For a moment, someone was actually paying attention to what was going on in Jermaine Wilson's north Tulsa neighborhood.

In the days after what authorities describe as racially motivated shootings that killed three people and wounded two more earlier this month, the national spotlight was on the crime-ridden neighborhood, where iron bars on windows belie the toys strewn in people's front yards. The Rev. Jesse Jackson and the national president of the NAACP showed up. Local church and civic leaders pledged things would finally change for the better.

But after two men were arrested for the shootings and the furor finally died down, Wilson and others in Tulsa's predominantly black north side were left with more doubts than hopes the area would truly improve.

"Ain't nothing going to change around here," said Wilson, 30, who has lived on the north side all his life and inherited his tiny home from his grandmother. "It's like a little Vietnam here, everyone walking around with their AK-47s."

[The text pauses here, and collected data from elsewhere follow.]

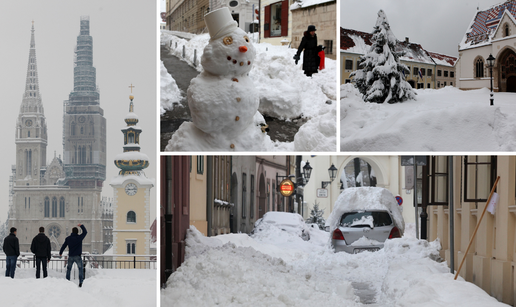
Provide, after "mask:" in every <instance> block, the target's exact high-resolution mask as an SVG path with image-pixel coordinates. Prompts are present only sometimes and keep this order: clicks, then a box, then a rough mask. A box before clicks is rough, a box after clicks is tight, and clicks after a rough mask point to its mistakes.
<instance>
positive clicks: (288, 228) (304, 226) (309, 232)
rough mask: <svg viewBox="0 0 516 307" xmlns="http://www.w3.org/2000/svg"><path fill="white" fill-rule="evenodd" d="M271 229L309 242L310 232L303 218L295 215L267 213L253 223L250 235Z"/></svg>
mask: <svg viewBox="0 0 516 307" xmlns="http://www.w3.org/2000/svg"><path fill="white" fill-rule="evenodd" d="M271 227H275V228H278V229H281V230H283V231H286V232H289V233H292V234H295V235H297V236H299V237H300V238H302V239H303V240H305V241H308V240H310V230H309V228H308V225H306V223H305V221H304V219H303V217H302V216H301V215H299V214H297V213H290V212H277V211H269V212H267V213H265V214H264V215H263V217H262V218H261V219H258V220H257V221H256V222H255V223H254V229H253V231H252V232H251V234H257V233H259V232H261V231H265V230H267V229H269V228H271Z"/></svg>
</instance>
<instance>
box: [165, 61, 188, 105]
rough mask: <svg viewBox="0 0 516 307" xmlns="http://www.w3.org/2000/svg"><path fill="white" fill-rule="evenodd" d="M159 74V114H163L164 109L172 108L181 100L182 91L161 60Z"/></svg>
mask: <svg viewBox="0 0 516 307" xmlns="http://www.w3.org/2000/svg"><path fill="white" fill-rule="evenodd" d="M160 75H161V78H160V100H161V104H160V114H161V115H163V113H165V111H166V110H170V109H172V108H173V107H174V105H176V104H178V103H179V102H180V101H181V99H182V98H183V93H182V92H181V90H180V89H179V87H177V84H176V80H174V79H173V78H172V76H171V75H170V74H169V73H168V72H167V69H166V68H165V65H163V62H161V68H160Z"/></svg>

Marquis Harley notes he's still afraid, even though the suspects are behind bars.

"When night comes, I'm inside," the 21-year-old Harley said. "Around nine o'clock, all I hear is gunshots."

That's not to say the shooting rampage wasn't terrifying. The fear was palpable as police canvassed neighborhoods for a white shooter they said had targeted victims as they were walking near their homes. All of the victims were black.

After a tense two-day search, police arrested 19-year-old Jake England and 33-year-old Alvin Watts early Easter Sunday. Watts is white; England's attorney has said England is Cherokee Indian. They face charges of first-degree murder, shooting with intent to kill and malicious harassment.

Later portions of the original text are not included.